As Hollywood, Bollywood and international big-budget productions eye Queensland as a COVID-contained safe haven to revive the global film industry, the state is also expected to become the new home for a number of “high-end” original series for the small screen.
Screen Queensland CEO Kylie Munnich said major television series were among productions likely to be heading soon to Queensland.
“We’re certainly working to attract productions from streaming services to our state and now there are more streaming services than ever, which means hopefully that there is more opportunity,” Munnich told InQueensland.
She said the Gold Coast and Queensland stood to benefit from the pent-up demand for new shows that could result in Queensland’s sound stages being filled to capacity.
“Screen production needs to happen because every broadcaster and every streaming service in the world needs new content, so if we can take advantage of that by having a safe destination for production to take place, then it’s a win for us,” Munnich said.

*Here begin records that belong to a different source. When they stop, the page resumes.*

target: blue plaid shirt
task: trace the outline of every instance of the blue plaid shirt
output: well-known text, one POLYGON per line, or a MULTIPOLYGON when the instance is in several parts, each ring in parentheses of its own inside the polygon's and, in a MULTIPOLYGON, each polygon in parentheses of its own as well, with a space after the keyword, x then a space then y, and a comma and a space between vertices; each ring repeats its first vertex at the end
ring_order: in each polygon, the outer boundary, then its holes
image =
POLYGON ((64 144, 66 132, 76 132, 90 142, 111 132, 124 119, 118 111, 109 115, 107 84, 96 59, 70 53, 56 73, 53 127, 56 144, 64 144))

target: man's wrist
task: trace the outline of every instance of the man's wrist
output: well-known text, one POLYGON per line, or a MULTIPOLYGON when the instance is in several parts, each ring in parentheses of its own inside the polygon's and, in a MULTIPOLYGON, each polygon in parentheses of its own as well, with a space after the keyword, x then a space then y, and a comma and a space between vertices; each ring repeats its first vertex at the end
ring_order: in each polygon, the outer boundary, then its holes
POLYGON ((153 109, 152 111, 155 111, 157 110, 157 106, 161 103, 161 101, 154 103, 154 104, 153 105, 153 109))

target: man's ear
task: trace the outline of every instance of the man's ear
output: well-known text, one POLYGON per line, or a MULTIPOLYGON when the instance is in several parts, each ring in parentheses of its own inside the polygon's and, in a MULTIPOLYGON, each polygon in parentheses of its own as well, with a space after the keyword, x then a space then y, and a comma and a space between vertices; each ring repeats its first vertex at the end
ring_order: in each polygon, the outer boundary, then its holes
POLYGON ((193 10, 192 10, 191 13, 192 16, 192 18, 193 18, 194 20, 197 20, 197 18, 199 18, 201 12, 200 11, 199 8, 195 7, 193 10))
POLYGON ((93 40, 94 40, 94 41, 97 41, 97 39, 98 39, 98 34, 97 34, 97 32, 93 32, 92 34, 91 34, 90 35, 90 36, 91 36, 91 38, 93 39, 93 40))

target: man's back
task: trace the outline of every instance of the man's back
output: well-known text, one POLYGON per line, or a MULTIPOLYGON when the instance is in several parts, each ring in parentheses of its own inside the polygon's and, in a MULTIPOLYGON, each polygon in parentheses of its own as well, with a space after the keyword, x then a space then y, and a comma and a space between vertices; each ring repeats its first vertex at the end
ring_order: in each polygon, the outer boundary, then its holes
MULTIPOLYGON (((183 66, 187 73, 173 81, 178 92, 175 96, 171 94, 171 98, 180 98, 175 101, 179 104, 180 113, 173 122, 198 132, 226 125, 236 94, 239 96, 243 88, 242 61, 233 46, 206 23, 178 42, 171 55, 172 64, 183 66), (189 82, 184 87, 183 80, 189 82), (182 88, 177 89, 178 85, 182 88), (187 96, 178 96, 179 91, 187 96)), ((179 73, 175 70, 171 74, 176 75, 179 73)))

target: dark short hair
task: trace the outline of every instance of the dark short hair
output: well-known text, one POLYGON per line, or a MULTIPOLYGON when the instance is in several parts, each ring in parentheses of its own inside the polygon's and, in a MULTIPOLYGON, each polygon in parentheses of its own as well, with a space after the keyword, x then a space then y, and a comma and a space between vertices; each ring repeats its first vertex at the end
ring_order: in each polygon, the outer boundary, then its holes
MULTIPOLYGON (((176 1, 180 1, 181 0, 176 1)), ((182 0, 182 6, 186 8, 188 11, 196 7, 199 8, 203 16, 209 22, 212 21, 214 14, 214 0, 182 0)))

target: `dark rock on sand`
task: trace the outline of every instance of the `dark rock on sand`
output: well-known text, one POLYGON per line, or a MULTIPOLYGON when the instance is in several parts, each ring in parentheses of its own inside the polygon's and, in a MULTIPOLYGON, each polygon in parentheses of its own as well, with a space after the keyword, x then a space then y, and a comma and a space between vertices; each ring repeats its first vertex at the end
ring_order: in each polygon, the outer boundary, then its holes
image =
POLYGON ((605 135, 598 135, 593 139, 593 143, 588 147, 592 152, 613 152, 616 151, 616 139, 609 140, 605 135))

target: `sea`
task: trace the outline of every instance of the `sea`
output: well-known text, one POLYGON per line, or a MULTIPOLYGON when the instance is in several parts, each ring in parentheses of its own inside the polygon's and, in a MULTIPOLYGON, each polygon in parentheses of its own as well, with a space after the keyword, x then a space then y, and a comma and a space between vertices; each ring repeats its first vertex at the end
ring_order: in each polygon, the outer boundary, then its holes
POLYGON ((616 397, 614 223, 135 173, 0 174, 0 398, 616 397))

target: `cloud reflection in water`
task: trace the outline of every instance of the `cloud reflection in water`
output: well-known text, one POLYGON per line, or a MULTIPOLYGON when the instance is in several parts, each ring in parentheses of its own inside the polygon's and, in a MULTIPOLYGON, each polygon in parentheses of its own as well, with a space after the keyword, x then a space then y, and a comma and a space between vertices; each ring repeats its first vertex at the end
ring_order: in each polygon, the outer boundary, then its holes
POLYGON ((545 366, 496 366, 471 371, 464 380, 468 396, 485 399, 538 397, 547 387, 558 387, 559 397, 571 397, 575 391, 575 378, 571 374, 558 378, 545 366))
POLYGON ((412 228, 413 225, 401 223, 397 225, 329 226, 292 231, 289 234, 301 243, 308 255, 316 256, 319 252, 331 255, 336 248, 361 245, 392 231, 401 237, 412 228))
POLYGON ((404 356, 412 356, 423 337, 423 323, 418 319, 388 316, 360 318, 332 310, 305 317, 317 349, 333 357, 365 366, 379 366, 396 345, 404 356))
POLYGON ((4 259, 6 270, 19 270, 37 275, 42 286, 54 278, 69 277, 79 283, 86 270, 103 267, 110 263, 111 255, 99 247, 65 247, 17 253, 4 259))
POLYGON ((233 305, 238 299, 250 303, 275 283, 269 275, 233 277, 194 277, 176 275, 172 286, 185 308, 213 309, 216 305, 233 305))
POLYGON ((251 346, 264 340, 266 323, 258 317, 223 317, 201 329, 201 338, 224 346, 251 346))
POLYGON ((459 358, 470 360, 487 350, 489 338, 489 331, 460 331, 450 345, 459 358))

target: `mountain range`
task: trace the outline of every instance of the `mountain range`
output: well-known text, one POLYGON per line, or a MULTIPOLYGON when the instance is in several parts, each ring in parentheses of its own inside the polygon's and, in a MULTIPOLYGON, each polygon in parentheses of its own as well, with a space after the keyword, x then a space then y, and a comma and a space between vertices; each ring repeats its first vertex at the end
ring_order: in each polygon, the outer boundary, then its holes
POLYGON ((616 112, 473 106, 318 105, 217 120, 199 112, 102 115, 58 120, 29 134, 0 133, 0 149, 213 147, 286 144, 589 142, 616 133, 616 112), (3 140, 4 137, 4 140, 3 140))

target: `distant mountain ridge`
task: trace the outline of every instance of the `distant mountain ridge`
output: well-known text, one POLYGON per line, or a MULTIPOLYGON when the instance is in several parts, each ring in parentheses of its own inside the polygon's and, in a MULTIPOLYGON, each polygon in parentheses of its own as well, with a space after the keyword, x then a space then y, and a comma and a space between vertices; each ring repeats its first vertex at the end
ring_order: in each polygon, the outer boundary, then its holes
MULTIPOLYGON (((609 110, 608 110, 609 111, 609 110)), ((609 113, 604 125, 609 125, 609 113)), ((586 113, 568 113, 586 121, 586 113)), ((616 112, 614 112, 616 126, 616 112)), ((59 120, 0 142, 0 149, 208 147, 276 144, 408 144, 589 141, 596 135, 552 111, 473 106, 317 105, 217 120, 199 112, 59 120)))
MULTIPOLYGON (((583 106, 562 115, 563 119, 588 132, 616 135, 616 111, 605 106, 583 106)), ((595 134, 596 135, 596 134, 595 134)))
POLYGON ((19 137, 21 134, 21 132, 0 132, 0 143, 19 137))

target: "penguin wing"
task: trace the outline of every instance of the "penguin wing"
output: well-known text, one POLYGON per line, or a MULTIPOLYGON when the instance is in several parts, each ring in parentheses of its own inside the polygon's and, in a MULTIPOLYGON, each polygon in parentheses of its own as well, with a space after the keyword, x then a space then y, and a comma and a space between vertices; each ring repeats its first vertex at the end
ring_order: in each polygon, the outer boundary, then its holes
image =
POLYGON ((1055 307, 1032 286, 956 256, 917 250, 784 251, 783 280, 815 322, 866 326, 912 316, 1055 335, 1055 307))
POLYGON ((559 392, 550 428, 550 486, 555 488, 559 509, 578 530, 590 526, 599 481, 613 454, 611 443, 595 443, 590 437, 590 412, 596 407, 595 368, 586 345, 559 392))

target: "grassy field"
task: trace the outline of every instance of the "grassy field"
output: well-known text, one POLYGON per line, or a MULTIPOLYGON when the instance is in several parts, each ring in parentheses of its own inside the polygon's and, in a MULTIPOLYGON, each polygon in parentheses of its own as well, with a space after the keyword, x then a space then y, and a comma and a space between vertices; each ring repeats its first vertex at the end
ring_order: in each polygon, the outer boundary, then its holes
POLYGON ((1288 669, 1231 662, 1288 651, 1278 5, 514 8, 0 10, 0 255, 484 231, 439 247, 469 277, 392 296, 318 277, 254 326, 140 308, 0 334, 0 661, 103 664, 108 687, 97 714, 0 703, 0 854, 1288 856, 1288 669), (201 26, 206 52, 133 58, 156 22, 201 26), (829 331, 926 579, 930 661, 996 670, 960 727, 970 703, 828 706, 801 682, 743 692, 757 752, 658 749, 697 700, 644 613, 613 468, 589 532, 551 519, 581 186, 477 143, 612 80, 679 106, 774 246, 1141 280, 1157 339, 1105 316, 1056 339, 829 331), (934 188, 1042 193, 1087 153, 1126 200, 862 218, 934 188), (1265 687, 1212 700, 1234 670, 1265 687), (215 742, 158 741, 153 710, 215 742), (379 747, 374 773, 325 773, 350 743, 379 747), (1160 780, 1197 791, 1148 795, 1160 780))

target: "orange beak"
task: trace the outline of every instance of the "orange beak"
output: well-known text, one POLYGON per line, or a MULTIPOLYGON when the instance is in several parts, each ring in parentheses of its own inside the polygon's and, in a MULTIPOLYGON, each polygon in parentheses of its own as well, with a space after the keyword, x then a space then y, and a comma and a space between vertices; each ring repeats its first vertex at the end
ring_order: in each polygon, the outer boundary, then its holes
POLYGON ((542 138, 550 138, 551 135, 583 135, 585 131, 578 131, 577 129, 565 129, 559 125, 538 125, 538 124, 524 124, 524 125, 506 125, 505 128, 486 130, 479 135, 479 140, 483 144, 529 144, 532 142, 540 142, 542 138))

“I think the timing is great for us in terms of taking advantage of the need for studio space, of the need for a safe destination for production, and of our reputation globally in the screen industry,” she said.
But as well as rolling out the welcome mat, Screen Queensland will use its muscle as industry leader of one of the world’s most sought-after production destinations to push for quotas for Australian content on all media platforms, including streaming services such as Netflix, Stan, Amazon Prime and Disney+.
Munnich said the $400 million that was recently announced by the Federal Government to attract big-budget international productions to Australia was “one prong that is needed in a really healthy and well-regulated industry.”
The volume of Australian stories to be screened on all media needed to be bolstered as well as incentives for foreign filmmakers to make films in Australia, she said.
“We stand in support of quotas for our local industry. We think the cultural and economic arguments are absolutely sound as for why Australian stories should be on Australian screens and on international screens.
“We are very proud of Queensland storytellers and Australian storytellers and we believe there is an export market for our content as well. We want to see that content taken to the world.”
Munnich said that meant extending requirements for more Australian content on Australian screens, and not just for local broadcasters.
“We want to see quotas for documentary, drama and kids content onto streamers as well, not just the local commercial broadcasters,” she said.
Munnich said the influx of international productions to Queensland would be a shot of adrenaline for the local industry and “bounty of talent here” that could translate to more high-end local productions.
“I think it’s all part of the same ecosystem. International productions coming in bring huge amounts of investment, create job opportunities and create upskilling opportunities, and that has a flow on to the national or domestic market as well.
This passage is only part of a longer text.